Aug 11, 2018 11:56:35.810 [0x7f50113ff700] ERROR - [PlexRelay] kex protocol error: type 7 seq 11
Aug 11, 2018 11:56:35.810 [0x7f501d3ff700] DEBUG - WebSocket: client initiated close
Aug 11, 2018 11:56:35.810 [0x7f501d3ff700] DEBUG - CERT: incomplete TLS handshake: short read
Aug 11, 2018 11:56:35.811 [0x7f5014447700] INFO - [PlexRelay] Allocated port 29051 for remote forward to localhost:32401
Aug 11, 2018 11:56:35.812 [0x7f501d3ff700] DEBUG - handleStreamRead code 2: End of file
Aug 11, 2018 11:56:35.812 [0x7f501d3ff700] DEBUG - NotificationStream: Removing because of error
Aug 11, 2018 11:56:35.812 [0x7f501d3ff700] DEBUG - CERT: incomplete TLS handshake: short read
Aug 11, 2018 11:56:35.812 [0x7f501d3ff700] DEBUG - Completed after connection close: [192.168.1.7:59774] 200 PUT /myplex/refreshReachability (15 live) TLS GZIP 142349ms 31 bytes (pipelined: 5)
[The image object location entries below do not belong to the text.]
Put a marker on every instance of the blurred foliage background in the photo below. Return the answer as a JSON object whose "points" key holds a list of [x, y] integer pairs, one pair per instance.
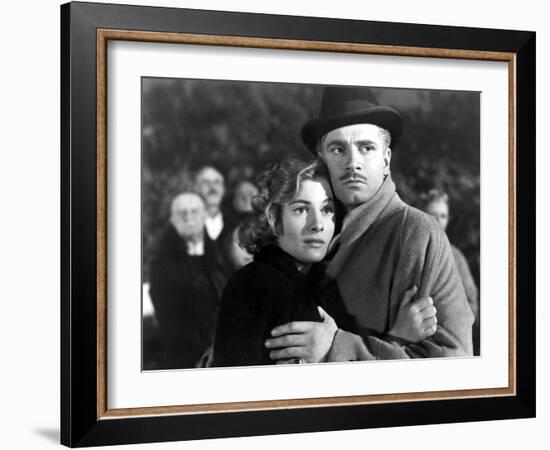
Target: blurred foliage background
{"points": [[239, 127]]}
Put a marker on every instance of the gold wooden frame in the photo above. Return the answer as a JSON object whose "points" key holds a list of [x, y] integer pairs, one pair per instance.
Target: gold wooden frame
{"points": [[103, 36]]}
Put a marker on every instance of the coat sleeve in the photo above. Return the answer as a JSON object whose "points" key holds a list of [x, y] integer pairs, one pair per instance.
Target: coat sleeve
{"points": [[239, 338], [425, 260]]}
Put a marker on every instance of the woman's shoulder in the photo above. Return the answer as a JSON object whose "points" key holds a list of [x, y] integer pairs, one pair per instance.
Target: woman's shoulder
{"points": [[255, 273]]}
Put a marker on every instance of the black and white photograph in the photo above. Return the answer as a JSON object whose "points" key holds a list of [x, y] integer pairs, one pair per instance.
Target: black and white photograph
{"points": [[287, 223]]}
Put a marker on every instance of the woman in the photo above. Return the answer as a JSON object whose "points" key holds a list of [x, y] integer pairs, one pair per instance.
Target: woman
{"points": [[291, 230]]}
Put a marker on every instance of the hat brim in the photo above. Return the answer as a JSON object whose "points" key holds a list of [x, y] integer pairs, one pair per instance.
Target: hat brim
{"points": [[382, 116]]}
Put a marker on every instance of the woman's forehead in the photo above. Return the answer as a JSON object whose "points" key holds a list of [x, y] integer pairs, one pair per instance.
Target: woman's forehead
{"points": [[316, 189]]}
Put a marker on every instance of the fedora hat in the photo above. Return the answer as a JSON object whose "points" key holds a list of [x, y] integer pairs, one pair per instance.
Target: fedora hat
{"points": [[344, 105]]}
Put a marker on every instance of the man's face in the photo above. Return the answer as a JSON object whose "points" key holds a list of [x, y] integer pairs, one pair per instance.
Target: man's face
{"points": [[358, 158], [188, 215], [439, 210], [242, 200], [210, 185]]}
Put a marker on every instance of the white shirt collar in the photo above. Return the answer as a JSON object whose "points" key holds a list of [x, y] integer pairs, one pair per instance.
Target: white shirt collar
{"points": [[195, 248], [214, 226]]}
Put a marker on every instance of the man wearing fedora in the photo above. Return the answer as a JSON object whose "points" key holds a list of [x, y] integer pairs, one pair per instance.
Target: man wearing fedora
{"points": [[385, 247]]}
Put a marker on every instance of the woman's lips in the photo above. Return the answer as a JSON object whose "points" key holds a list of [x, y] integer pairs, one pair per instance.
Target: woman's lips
{"points": [[315, 243]]}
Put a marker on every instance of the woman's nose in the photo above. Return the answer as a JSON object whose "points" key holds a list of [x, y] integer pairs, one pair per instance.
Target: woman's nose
{"points": [[316, 223]]}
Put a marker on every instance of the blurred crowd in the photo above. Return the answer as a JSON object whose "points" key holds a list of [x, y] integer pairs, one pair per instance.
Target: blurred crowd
{"points": [[195, 255]]}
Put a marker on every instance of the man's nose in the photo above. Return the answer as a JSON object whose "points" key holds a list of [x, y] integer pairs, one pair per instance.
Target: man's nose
{"points": [[316, 222], [353, 162]]}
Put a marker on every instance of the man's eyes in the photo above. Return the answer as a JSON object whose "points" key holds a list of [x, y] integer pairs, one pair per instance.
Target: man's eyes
{"points": [[336, 150], [367, 148]]}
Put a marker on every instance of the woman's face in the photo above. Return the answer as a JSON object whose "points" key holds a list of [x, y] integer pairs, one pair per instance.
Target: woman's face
{"points": [[308, 222]]}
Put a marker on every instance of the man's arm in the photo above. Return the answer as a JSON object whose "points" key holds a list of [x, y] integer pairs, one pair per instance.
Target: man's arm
{"points": [[427, 260], [435, 268]]}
Today, I might have captured the root cause. We’re investigating now

@JaMike_Richardson

Would you please pull a fresh set of log files for me, manually or otherwise through the file system (FileStation) ? A ZIP of Logs is fine

Restarted 2-3 times and it came back up. Now froze in the middle of my kids watching a movie while I was adding more to the library. CPU utilization never rose higher than about 20%

Logs.zip (2.9 MB)

If it matters I have a single library configured with 820 movie files in the directory,

I see what happend to a point.

It was converting audio for the chrildren’s streaming. That can take up to 1 full CPU.
What isn’t logged is Index Image generation and those can take up a LARGE portion of the CPU in spikes you might not see because of how Synology displays it.

Database queries look good (10 ms to retrieve 150 items)
I am seeing the poster / photo generation tasks streaming along as well as the scanner running.

Personally, I don’t push that CPU (C2538) to do anything while loading media.

Functionally, I see no errors in your logs whatsoever. It is all 10)% clean.

Could something in the docker container have kicked up and consumed CPU? I would not be able to see that here.

Docker is only running a single Ubiquiti AP controller. Unlikely. It’s not necessary to keep up at the moment, I can shut it down for a while and see if this stops.

Thanks. Not knowing how much memory it takes compared to how much you have ??
It shouldn’t take much but I’ve seen systems with Docker running, plus PMS, all in 2GB of RAM. That’s painful. :slight_smile:

6GB actually. I allocated 1GB for the Ubiquiti leavng 5 for everything else.

Hope this is still on topic. Running Plex Server on DS 416Play. Upgraded to server ver PlexMediaServer-1.13.5.5291-6fa5e50a8-x86_64 about 6 days ago. Everything seemed fine at first. Then lots of soft crashes. Synology OS reports Plex server is running but the Plex server is totally unresponsive. Restarted Plex Server package 4-6 times in the last 5 days. Have also restarted Synology 2 or 3 times. This is very flaky and unstable on my system. My Synology usually goes 90+ days with no issues. Under the previous version of Plex Server (PlexMediaServer-1.13.2.5154-fd05be322-x86_64) I had to restart once in 40-50 days. I am downgrading to version PlexMediaServer-1.13.2.5154-fd05be322-x86_64 in hopes that I will get some stability. Having Plex dead almost every evening is not a great experience.

If you would grab the logs and post them that will let me figure out if it looks like the same issue or not.